Do not mix up concepts "categorical" (such as A, B, C
or "low", "medium", "high"
) and "discrete metrical" (such as 600, 700, 1000
). Any empirical dataset is more or less discrete observed values. If you agree and wish to acknowledge the fact that 1000 is thrice more distant from 700 than 700 is from 600 your scale is metrical aka scale aka quantitative, though it is not necessarily continuous by observation or by nature. Continuity underlies it metaphysically (as a potentiality to grain a gauge more finely, up to the interpolation between notches). [For term "quantitative" - it is a bit ambiguous because ordered categorical data also reflects quantity, in a sense.]
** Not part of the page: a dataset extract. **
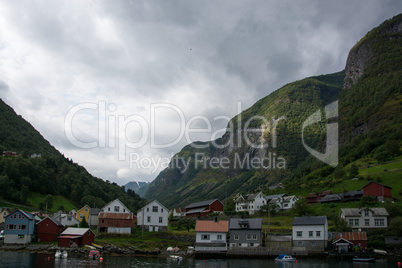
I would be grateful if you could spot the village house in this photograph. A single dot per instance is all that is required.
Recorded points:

Linear factor analysis requires scale/metrical data (that is, all variables interval or all variables ratio level of measurement) because it assumes factors are continuous inderlying latent features (see alternative methods). So, you may take your 600, 700, 1000
variable in FA along with other ones, but you should base your analysis on correlations (or cosines) because of different measurement units involed.
Plain (linear) factor analysis should of course not be used with ordinal data and is often considered inappropriate to use with binary data (but it is not a sin to do PCA with binary data unless you consider the components as "latent factors").
Factor analysis should not be performed on Spearman or Kendall correlations.